Signature entities at the Online user ID and customer level were used to build up a behavioral history across the various channels and transaction types to identify unusual behavior. Variables were developed which looked at the login events and financial transaction patterns. Additionally, SAS’s proprietary dynamic home idea was used to infer the typical locale of the customer to calculate a more accurate distance from home variable.
SAS tried various modelling methods and found that in this case, the gradient boosting method proved to be the most effective at detecting the highly complex and nonlinear patterns in this fraud detection problem.
The model evaluation indicated around a 17% rise in transaction detection rate and 11% rise in Value Detection rate over the existing payments model.
Case Study 2:
Client B required a model to score payment transactions made from their mobile, personal and business internet banking channels.
The modelling period was based on 17 months of historical data which include payments and fraud data.
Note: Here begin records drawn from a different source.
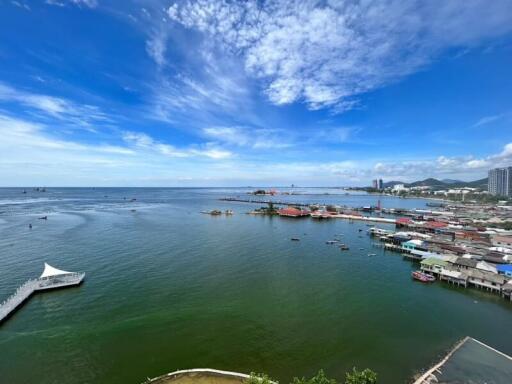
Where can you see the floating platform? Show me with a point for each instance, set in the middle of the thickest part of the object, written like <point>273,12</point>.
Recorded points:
<point>200,376</point>
<point>51,278</point>
<point>470,361</point>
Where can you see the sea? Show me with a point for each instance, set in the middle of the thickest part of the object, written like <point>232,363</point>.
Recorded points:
<point>170,288</point>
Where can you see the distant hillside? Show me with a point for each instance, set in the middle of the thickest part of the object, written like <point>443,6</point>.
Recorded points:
<point>389,184</point>
<point>451,181</point>
<point>446,183</point>
<point>430,182</point>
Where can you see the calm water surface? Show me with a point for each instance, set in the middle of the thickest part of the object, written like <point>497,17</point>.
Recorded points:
<point>169,288</point>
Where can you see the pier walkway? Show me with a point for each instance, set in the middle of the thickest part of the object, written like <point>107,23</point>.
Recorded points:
<point>51,278</point>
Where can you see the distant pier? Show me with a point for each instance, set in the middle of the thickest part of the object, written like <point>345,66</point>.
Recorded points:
<point>51,278</point>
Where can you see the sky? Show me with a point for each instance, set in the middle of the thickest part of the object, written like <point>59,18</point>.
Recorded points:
<point>260,93</point>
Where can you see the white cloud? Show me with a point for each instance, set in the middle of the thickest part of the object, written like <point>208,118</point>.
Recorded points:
<point>487,120</point>
<point>22,5</point>
<point>55,107</point>
<point>79,3</point>
<point>147,143</point>
<point>156,47</point>
<point>327,52</point>
<point>256,138</point>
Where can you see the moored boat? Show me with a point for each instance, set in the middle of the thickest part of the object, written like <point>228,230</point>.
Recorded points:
<point>423,277</point>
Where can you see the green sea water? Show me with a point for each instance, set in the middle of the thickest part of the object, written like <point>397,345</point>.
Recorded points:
<point>169,288</point>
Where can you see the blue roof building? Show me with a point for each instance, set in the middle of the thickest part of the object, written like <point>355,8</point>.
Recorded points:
<point>504,269</point>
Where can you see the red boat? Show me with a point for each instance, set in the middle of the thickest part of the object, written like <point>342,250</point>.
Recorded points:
<point>423,277</point>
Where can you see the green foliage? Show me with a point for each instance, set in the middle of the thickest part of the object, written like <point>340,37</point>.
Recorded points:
<point>319,378</point>
<point>259,378</point>
<point>366,376</point>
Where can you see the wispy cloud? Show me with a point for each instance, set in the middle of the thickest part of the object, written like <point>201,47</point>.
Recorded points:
<point>327,53</point>
<point>147,143</point>
<point>21,4</point>
<point>487,120</point>
<point>79,3</point>
<point>255,138</point>
<point>55,107</point>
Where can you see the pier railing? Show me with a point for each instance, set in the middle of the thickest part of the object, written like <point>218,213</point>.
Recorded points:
<point>24,291</point>
<point>21,294</point>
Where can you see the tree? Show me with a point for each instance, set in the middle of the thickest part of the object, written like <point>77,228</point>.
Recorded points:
<point>319,378</point>
<point>361,377</point>
<point>259,378</point>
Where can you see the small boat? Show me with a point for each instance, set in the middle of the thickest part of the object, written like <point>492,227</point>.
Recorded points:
<point>423,277</point>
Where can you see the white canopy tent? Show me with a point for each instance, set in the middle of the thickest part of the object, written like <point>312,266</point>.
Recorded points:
<point>50,271</point>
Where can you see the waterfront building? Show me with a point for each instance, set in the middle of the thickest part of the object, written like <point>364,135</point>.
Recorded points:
<point>500,182</point>
<point>433,264</point>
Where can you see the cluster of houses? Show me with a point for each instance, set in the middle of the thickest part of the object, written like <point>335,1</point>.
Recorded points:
<point>462,257</point>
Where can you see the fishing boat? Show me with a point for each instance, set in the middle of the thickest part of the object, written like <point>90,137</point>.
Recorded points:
<point>423,277</point>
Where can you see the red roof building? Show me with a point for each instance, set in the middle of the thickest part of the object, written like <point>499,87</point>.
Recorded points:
<point>292,212</point>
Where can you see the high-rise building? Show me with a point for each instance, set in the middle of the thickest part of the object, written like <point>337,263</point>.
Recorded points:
<point>500,182</point>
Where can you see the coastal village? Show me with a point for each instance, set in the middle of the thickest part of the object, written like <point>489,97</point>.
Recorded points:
<point>468,244</point>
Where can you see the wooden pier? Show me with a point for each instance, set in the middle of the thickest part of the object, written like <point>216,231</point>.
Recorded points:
<point>51,278</point>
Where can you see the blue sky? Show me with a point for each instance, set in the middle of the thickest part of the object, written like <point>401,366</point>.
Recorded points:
<point>213,93</point>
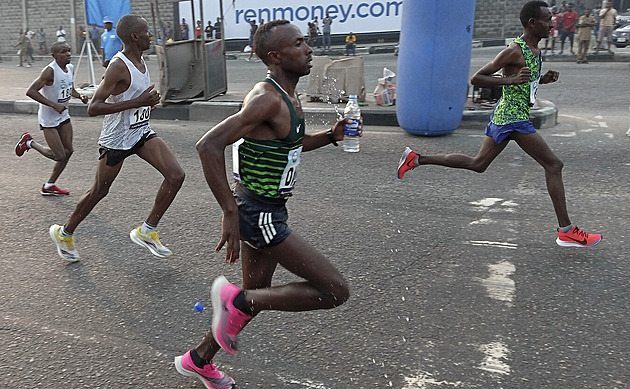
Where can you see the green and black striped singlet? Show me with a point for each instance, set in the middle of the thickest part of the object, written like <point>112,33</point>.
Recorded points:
<point>516,101</point>
<point>269,167</point>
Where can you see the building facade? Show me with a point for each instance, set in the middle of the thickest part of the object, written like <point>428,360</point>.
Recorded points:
<point>494,19</point>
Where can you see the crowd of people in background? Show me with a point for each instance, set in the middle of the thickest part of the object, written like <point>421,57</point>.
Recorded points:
<point>578,23</point>
<point>316,37</point>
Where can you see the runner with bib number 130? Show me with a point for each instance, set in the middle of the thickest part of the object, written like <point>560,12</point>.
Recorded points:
<point>126,98</point>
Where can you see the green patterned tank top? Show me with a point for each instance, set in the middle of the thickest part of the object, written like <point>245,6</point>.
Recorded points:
<point>515,103</point>
<point>269,167</point>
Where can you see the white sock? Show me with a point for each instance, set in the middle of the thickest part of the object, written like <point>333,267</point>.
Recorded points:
<point>65,234</point>
<point>146,228</point>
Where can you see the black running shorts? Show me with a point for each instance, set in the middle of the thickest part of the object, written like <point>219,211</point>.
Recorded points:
<point>263,221</point>
<point>115,156</point>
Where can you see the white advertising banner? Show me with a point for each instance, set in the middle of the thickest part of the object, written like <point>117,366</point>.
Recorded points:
<point>358,16</point>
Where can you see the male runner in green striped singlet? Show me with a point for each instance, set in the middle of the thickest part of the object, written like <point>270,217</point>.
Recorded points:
<point>521,63</point>
<point>268,137</point>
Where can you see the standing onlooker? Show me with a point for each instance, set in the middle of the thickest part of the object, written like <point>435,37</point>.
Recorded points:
<point>183,30</point>
<point>351,44</point>
<point>30,34</point>
<point>110,42</point>
<point>23,45</point>
<point>569,21</point>
<point>61,34</point>
<point>326,30</point>
<point>252,31</point>
<point>217,29</point>
<point>81,35</point>
<point>553,33</point>
<point>52,90</point>
<point>312,34</point>
<point>579,7</point>
<point>595,13</point>
<point>198,30</point>
<point>209,30</point>
<point>167,31</point>
<point>585,33</point>
<point>94,36</point>
<point>41,39</point>
<point>317,34</point>
<point>607,17</point>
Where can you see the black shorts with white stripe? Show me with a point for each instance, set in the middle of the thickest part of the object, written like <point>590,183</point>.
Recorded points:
<point>263,222</point>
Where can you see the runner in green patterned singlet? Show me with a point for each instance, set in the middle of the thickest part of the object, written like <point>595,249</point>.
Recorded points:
<point>520,64</point>
<point>268,167</point>
<point>270,136</point>
<point>516,100</point>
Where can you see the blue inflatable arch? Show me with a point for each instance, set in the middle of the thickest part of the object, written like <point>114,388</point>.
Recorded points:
<point>433,64</point>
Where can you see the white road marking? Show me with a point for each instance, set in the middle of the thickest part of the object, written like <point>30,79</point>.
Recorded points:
<point>487,202</point>
<point>499,284</point>
<point>423,379</point>
<point>481,221</point>
<point>496,353</point>
<point>505,245</point>
<point>570,134</point>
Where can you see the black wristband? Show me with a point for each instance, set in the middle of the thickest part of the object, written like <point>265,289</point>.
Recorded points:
<point>331,137</point>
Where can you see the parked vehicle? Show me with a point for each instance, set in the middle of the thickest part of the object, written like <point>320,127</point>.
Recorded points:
<point>621,36</point>
<point>622,19</point>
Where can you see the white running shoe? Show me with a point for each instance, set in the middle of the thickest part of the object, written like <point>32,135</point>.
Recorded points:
<point>65,246</point>
<point>150,240</point>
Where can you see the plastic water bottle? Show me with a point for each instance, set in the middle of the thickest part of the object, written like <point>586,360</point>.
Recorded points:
<point>351,130</point>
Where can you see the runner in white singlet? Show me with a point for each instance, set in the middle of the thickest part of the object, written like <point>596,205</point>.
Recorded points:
<point>53,90</point>
<point>126,98</point>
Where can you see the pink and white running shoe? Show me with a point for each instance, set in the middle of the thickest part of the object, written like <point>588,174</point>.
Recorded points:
<point>211,377</point>
<point>227,320</point>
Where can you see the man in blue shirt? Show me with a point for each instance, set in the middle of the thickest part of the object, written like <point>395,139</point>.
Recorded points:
<point>110,43</point>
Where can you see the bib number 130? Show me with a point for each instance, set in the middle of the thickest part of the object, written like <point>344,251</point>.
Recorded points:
<point>287,181</point>
<point>139,117</point>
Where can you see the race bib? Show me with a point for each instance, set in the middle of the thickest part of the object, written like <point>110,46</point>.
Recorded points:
<point>139,117</point>
<point>287,181</point>
<point>533,88</point>
<point>64,94</point>
<point>235,162</point>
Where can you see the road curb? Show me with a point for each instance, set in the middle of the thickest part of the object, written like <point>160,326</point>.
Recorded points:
<point>543,115</point>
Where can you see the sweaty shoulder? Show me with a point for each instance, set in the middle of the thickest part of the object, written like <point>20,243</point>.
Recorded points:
<point>263,97</point>
<point>117,74</point>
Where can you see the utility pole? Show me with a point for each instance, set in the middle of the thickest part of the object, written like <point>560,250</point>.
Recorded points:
<point>73,29</point>
<point>24,21</point>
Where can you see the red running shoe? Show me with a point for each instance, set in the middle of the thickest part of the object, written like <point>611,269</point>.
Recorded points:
<point>407,162</point>
<point>577,238</point>
<point>53,191</point>
<point>21,147</point>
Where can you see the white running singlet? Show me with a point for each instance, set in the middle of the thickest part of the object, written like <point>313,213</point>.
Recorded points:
<point>122,130</point>
<point>59,92</point>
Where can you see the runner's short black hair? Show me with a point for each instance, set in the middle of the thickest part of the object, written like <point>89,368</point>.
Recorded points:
<point>530,10</point>
<point>262,39</point>
<point>56,47</point>
<point>126,26</point>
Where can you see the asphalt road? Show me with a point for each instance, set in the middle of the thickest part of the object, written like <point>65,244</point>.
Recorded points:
<point>455,277</point>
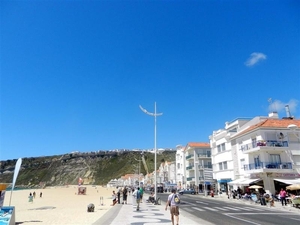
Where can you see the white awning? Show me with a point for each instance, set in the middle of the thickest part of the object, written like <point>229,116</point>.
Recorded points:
<point>247,182</point>
<point>243,181</point>
<point>288,181</point>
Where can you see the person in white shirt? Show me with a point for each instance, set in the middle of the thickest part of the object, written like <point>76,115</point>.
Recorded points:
<point>137,195</point>
<point>174,207</point>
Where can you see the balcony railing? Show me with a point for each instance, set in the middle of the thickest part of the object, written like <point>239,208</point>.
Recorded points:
<point>189,156</point>
<point>189,167</point>
<point>268,165</point>
<point>268,143</point>
<point>208,155</point>
<point>206,166</point>
<point>190,178</point>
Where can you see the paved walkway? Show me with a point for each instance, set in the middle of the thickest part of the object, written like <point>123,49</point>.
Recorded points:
<point>150,214</point>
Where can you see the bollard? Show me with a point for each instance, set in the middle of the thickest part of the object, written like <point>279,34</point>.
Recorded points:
<point>91,207</point>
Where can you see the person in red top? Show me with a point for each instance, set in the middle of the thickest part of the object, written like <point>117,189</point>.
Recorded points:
<point>282,194</point>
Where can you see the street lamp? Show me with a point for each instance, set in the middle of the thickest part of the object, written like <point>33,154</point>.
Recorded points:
<point>293,128</point>
<point>155,115</point>
<point>139,175</point>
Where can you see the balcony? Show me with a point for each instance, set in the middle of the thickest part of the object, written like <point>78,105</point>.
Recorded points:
<point>204,155</point>
<point>268,167</point>
<point>190,178</point>
<point>269,145</point>
<point>206,166</point>
<point>190,167</point>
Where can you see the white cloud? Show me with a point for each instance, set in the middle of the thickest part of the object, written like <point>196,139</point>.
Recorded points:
<point>254,58</point>
<point>279,106</point>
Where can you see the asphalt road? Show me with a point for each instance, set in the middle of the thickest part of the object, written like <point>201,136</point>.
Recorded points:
<point>216,211</point>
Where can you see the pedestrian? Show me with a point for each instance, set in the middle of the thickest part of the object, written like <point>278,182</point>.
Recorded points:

As with Client A, the data range ensured seasonality was considered and that the fraud during the period was captured.
A customer account Signature and a separate beneficiary account Signature were developed in this case, allowing the model to consider the holistic picture of the sender account and the receiving account independently. Variables were then able to be developed based around the patterns of these entities considering things such as transaction amount, time of day, sender and receiver relationships and maturity. Also, although only a portion of the IP address was provided in the data to maintain PII standards, SAS was able to create geolocation centroids from this which allowed SAS’s proprietary dynamic home idea to be used to inform the model as well.
A strong fraud pattern was detected that could not be identified solely on Signature information where accounts that only received money for a long time suddenly decided to send money. In order to catch such patterns in real-time via the model, SAS designed a new batch job feature to inform the model.
Behavior segmentation was implemented which split the transactions into two segments based on transaction types. The best model performance was achieved by using a gradient boosting trees model for one segment and a neural network model for the other.
During the evaluation period, the model performed very well with a Transaction Detection rate of 79.1% and a Value Detection Rate of 75% at a 11.4:1 False Positive Rate.
Conclusion
Between the dynamic payments landscape and the ever-adapting fraudsters who continue to find new ways to exploit technology and customers, identifying fraud is only becoming more complex. Standard fraud prevention approaches are no longer as effective as they once were. SAS’ advanced machine learning models, which can analyze behaviors and detect suspicious patterns in real-time, can go a long way in helping organizations to better prevent fraud and protect customers.